The first formulation is the most straight forward yet most expensive way. The number of varibles and constraints scales with the size of the target image. Further, by trying to match individual pixels, one may not necessarily get the best performance because mosaicking is more about overall resemblance at a distance. As a result, the optimization model using this objective fuction is not shown in the solution part.

Considering matching individual pixels is very expensive and all we care about is the images look close at a distance. It is straight forward to treat each basis image as a whole. We can extract features from the picture. Two most frequently used are the mean (average) of the pixel RGB intensities and the mode (most frequent value) of the pixel RGB. Both of these are implemented.

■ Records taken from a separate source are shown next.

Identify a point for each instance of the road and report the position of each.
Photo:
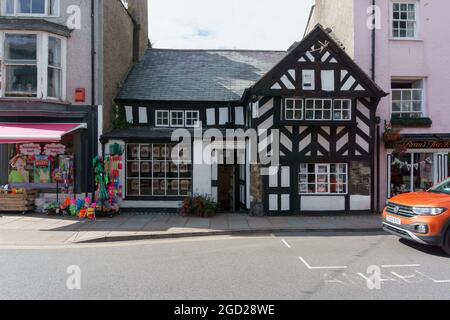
(282, 266)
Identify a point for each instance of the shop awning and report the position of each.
(36, 132)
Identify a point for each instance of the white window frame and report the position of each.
(415, 21)
(18, 14)
(42, 64)
(341, 109)
(327, 173)
(315, 108)
(196, 118)
(168, 118)
(167, 164)
(172, 112)
(294, 108)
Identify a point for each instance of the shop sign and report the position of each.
(30, 149)
(54, 149)
(424, 144)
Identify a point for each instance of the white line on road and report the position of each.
(287, 244)
(324, 267)
(400, 265)
(435, 281)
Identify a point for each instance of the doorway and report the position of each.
(227, 194)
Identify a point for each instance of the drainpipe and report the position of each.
(93, 91)
(378, 120)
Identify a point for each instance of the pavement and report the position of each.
(35, 229)
(297, 266)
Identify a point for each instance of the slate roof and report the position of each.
(197, 75)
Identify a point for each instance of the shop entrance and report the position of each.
(228, 186)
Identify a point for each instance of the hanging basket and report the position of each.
(392, 137)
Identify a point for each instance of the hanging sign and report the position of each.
(30, 149)
(42, 170)
(422, 144)
(54, 149)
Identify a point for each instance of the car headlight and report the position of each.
(429, 211)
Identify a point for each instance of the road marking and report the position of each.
(435, 281)
(400, 265)
(287, 244)
(324, 267)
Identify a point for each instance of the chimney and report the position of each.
(139, 11)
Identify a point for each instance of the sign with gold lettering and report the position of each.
(422, 144)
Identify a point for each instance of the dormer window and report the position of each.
(30, 7)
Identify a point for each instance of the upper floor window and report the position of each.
(293, 109)
(177, 118)
(408, 99)
(318, 109)
(30, 7)
(33, 65)
(404, 20)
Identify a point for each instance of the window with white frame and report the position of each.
(408, 99)
(342, 109)
(30, 7)
(177, 118)
(404, 20)
(54, 71)
(34, 65)
(21, 65)
(158, 170)
(162, 118)
(318, 109)
(323, 178)
(293, 109)
(192, 118)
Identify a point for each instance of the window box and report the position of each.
(30, 8)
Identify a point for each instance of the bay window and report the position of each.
(54, 72)
(34, 65)
(323, 178)
(30, 7)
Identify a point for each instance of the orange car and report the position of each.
(423, 217)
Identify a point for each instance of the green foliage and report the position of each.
(200, 206)
(120, 121)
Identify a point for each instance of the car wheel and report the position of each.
(446, 244)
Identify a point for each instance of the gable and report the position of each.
(317, 66)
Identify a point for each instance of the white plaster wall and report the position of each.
(201, 170)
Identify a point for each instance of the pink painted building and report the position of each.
(408, 55)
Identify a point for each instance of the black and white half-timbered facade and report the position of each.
(312, 101)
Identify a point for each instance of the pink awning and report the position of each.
(36, 132)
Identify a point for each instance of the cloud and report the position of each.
(231, 24)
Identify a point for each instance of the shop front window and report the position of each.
(152, 171)
(411, 172)
(43, 165)
(323, 178)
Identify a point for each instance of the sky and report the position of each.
(227, 24)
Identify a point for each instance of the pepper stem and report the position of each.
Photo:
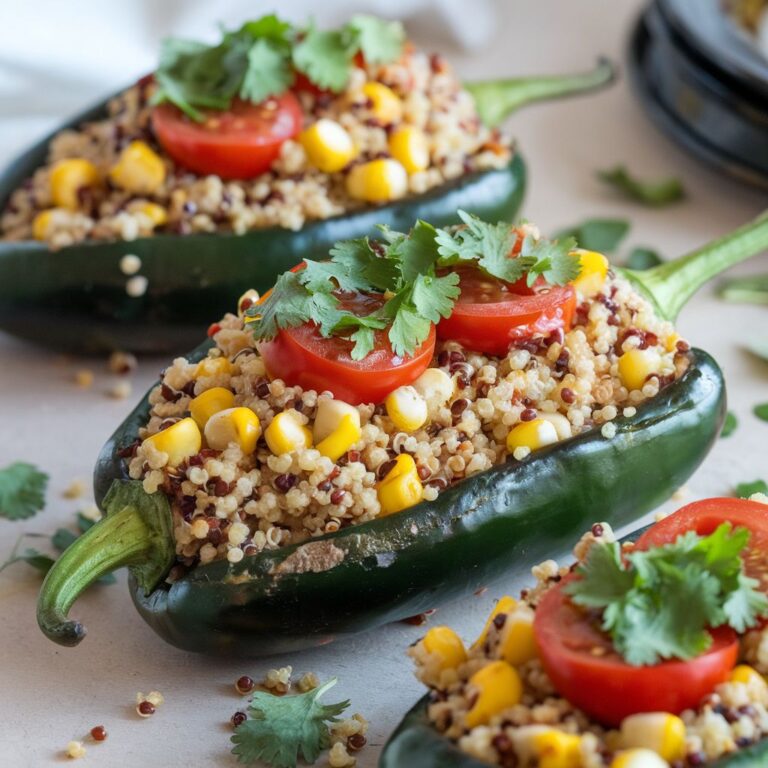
(672, 284)
(136, 532)
(496, 100)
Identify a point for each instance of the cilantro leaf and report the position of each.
(642, 258)
(22, 490)
(745, 490)
(283, 728)
(268, 74)
(658, 604)
(379, 41)
(324, 57)
(729, 425)
(602, 235)
(653, 193)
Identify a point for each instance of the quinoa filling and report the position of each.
(543, 726)
(481, 411)
(112, 180)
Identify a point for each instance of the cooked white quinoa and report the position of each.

2.D. Similarity Criterion: Histogram based matching¶

Description¶

The mode does not capture subtle variations in the color in a sub-image - the histogram paints a far better picture of the color variations within a sub-image, and histogram based matching should be closer to our own visual perception. Whereas a mode tells us only the single most prominent color (which may be useless is a sub-image has equal portions of different colors), a histogram captures this information and let's us match the image better.

Optimization Model¶

$\text{mazimize}:\qquad\sum_{c=R,G,B}~~Correlation_{c} $

$\text{subject to}:\qquad Correlation[c]=\sum_{j=1}^{s}D_j[G,B_j]\cdot p_j$

$\qquad D_j[G,B_j]=\dfrac{\sum_{j=1}^{s}~~\Big[\Big(Hist(G[:,:,c])-Mean{(Hist(G[:,:,c])}\Big)\Big(Hist(B_j[:,:,c])-Mean{(Hist(B_j[:,:,c])}\Big)\Big]}{\sqrt{\sum_{}~~(Hist(G[:,:,c])-Mean{(Hist(G[:,:,c])))^2}}\sqrt{\sum_{j=1}^{s}~~(Hist(B_j[:,:,c])-Mean{(Hist(B_j[:,:,c])))^2}}},c=\{R,G,B\}$

$\qquad\qquad\qquad \sum_{j=1}^{s}p_{j}=1,p_j\in\{0,1\}$

Histograms helps us capture an overall sense of the lightness and darkness and the amount of contrast of the image. In an image, I, I(x,y) represents the intensity at pixel with coordinates (x,y). The histogram h, as h(i) indicates that intensity i, appears h(i) times in the image. Mathematically, $\qquad\qquad\qquad\qquad\qquad h(i)=\sum_{x}\sum{y}~~I(x,y)=i$

We have also utilized histograms to compare each basis image $B_j$ with target grid $G$. This would essentially boil down to comparing two arrays of data. We have used correlation as the comparison metric for comparing the two arrays. Correlation is given by,

$\qquad\qquad\qquad d(H_1,H_2)=\dfrac{\sum_{k}^{s}~~\Big[\Big(H_1(k))-\overline{H_1}\Big)\Big(H_2(k))-\overline{H_2}\Big)\Big]}{\sqrt{\sum_{k}~~\Big(H_1(k))-\overline{H_1}\Big)^2}\sqrt{\sum_{k}~~\Big(H_2(k))-\overline{H_2}\Big)^2}},\overline{H_i}=\dfrac{1}{N}\sum_{k=1}^{N} ~~H_i(k)$

Larger the distance metric, better the match. Perfect match would be $d(H_1,H_2)=1$.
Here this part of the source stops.